Figure 1. Ruthenium alloyed with phosphorus provided a ten-fold increase in catalytic activity compared to unalloyed material. Source: Osaka University.

Researchers in Japan have developed a highly active and durable metal-phosphide nanoparticle (NP) catalyst for the deoxygenation of sulfoxides. Their development already has drawn interest from the pharmaceutical industry, where deoxygenation of sulfoxides is an important reaction step in the production of bioactive sulfides used in many anti-inflammatory and anti-ulcer drugs.

“In particular, we are being consulted about whether catalytic reactions of complex compounds containing sulfur, such as pharmaceutical intermediates, can proceed well with metal phosphide catalysts,” explains research team member Takato Mitsudome, associate professor in the Department of Materials Engineering Science, Graduate School of Engineering Science, Osaka University, Osaka, Japan.

The team found that alloying platinum, palladium, rhodium and ruthenium with phosphorus significantly improved the catalytic activity of precious metal NPs for the deoxygenation of sulfoxides when using hydrogen. Notably, it increased the activity of ruthenium NPs ten-fold over previously reported catalysts, and also enabled them to withstand levels of sulfur that completely deactivated non-alloyed counterparts (Figure 1). Details on the research appears in a recent article in JACS Au.

Alloying involves integrating phosphorus into the metal framework of the catalyst; in reaction terms, this promotes both a ligand effect and an ensemble effect. The first is an electron transfer from the ruthenium to the phosphorus that, in turn, facilitates the heterolytic dissociation of hydrogen to produce active hydrogen species for the deoxygenation of sulfoxides. The second is a set of surface effects that suppress any strong coordination with sulfide products. Analyses revealed this dual role accounts for the enhanced catalytic activity and durability of ruthenium NPs.
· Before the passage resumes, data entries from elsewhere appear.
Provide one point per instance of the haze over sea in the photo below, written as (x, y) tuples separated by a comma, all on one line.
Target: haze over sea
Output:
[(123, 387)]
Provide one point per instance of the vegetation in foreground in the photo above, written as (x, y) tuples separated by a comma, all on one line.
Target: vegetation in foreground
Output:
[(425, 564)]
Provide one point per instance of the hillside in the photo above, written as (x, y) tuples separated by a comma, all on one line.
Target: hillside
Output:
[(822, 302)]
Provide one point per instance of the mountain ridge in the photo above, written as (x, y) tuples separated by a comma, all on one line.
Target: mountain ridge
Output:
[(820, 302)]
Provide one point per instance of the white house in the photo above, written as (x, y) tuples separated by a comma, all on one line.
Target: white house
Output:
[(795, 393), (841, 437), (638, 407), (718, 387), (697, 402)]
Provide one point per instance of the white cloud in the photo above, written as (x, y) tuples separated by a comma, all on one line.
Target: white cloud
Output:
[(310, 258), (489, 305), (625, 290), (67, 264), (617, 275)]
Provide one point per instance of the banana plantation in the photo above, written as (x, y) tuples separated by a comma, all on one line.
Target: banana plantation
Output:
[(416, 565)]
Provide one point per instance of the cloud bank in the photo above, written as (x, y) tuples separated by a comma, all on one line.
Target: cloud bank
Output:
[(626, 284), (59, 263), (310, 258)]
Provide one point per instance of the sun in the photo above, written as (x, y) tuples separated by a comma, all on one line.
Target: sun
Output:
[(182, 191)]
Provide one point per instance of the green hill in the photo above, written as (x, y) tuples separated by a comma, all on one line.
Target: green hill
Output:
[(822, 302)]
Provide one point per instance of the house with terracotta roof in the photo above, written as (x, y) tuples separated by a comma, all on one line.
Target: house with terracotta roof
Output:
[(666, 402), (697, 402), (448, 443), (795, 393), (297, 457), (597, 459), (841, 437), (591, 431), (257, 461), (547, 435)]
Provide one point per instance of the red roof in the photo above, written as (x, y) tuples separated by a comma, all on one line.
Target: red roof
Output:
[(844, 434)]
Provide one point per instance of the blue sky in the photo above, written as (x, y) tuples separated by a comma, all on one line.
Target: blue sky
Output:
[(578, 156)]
Previous research by the same group found that non-precious cobalt phosphide or nickel phosphide catalysts are extremely active in industrially important selective liquid-phase molecular transformations such as transformation of biomass-derived molecules; hydrogenation of nitriles, carbonyls, nitroarenes and sulfoxides; reductive amination of carbonyls; and alkylation of oxindoles.

These earlier findings prompted the Osaka team to investigate its alloying process on the far-less-well-studied precious metal NPs.

“We expect that our metal phosphide catalyst will make a significant contribution to a lot of chemical processes which suffer from catalyst deactivation caused by sulfur. But beyond this, we believe phosphorus alloying can be a powerful method for designing highly active and durable metal nanoparticle catalysts for a variety of organic syntheses,” adds Mitsudome.